De cara, diria que foi a coragem e a ousadia. A Mercedes é uma pessoa que não tem medo de enfrentar, de arriscar, de procurar o novo. Ao mesmo tempo, é uma pessoa curiosa, quase de um jeito infantil. Ela não tem preconceitos, é aberta a tudo. A Mercedes não julga. Achei essa mistura muito atraente.

E embora apareça relativamente pouco no filme, a Mercedes é uma personagem muito consistente. Partindo disso, gostaria de sabia como funciona o seu método de composição. Você idealiza outros aspectos que não aqueles que aparecem em cena?
Fico muito feliz que você tenha percebido dessa forma, pois realmente é um dos meus objetivos. Todo personagem tem uma vida e nos filmes acompanhamos apenas um momento dessa vida. É sempre meu objetivo criar uma existência caprichada. Embora seja mais trabalhoso, para mim isso é divertido também. Com isso ganho uma coisa muito abundante dos personagens, tenho o que utilizar em cena. Por exemplo, qual é a cor favorita da Mercedes? Isso nem aparece, mas me diverte e traz uma riqueza. Primeiramente, o filme tinha até mais cenas comigo. Coisas de cinema, claro. E esse roteiro era muito rico, havia muitas coisas acontecendo. Meu processo começa pelo aspecto físico, pois isso me inspira. Gosto de me afastar do meu corpo cotidiano. Mergulho tão intimamente nos personagens que, se tem algo de diferente, no corpo, no visual, que o distancia de mim, curto essa tensão. Precisamos encontrar um cabelo, por exemplo. Não sei se na versão final dá para perceber isto bem, mas a Mercedes dá aulas de pole dance em ONGs pelo mundo todo, parando sempre onde há uma taxa muito grande de violência contra as mulheres.

E aí deve ter tido uma preparação especial, não?

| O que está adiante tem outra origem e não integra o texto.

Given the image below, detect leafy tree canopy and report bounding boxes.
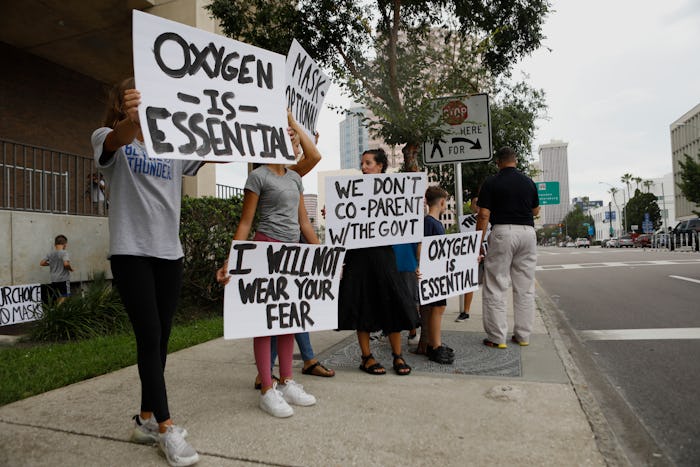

Claro. Pensei: para dar aula de pole dance, preciso ser muito forte. E tem isso de ela fazer essas interferências urbanas carimbando monumentos. A Mercedes precisa ter um corpo forte. Sou forte, mas magre (risos). Falei com a produção sobre a possibilidade de treinar diariamente numa academia. Eles arrumaram uma lugar maravilhoso, onde eu e o Matheus Nachtergaele treinávamos. Aliás, tenho vários vídeos divertidos dessa época (risos). Depois de uns dias, percebi que estava apenas perdendo peso, por conta da carga de exercícios e do calor. Entendi que era preciso mudar a alimentação. E assim fui criando essa vida. Mas, sabia desde o princípio que precisava ser algo bem sensorial. Não fico demais na psicologia da personagem. Por exemplo, não me interessa tanto o que aconteceu na infância dela. Penso muito em termos sensoriais e emotivos. Trouxe coisas da Alemanha para compor o figurino da incrível Joana Gatis, principalmente adesivos, coisas políticas. Eu tinha uma mochila cheia. E isso me enriquece, por mais que não apareça no filme. O cenário ajudou muito. Um trabalho de arte incrível. A Renata Pinheiro já tem esse cuidado e a Karen Araújo fez um trabalho excepcional. Nos ajudou muito atuar nesse ferro velho repleto de detalhes.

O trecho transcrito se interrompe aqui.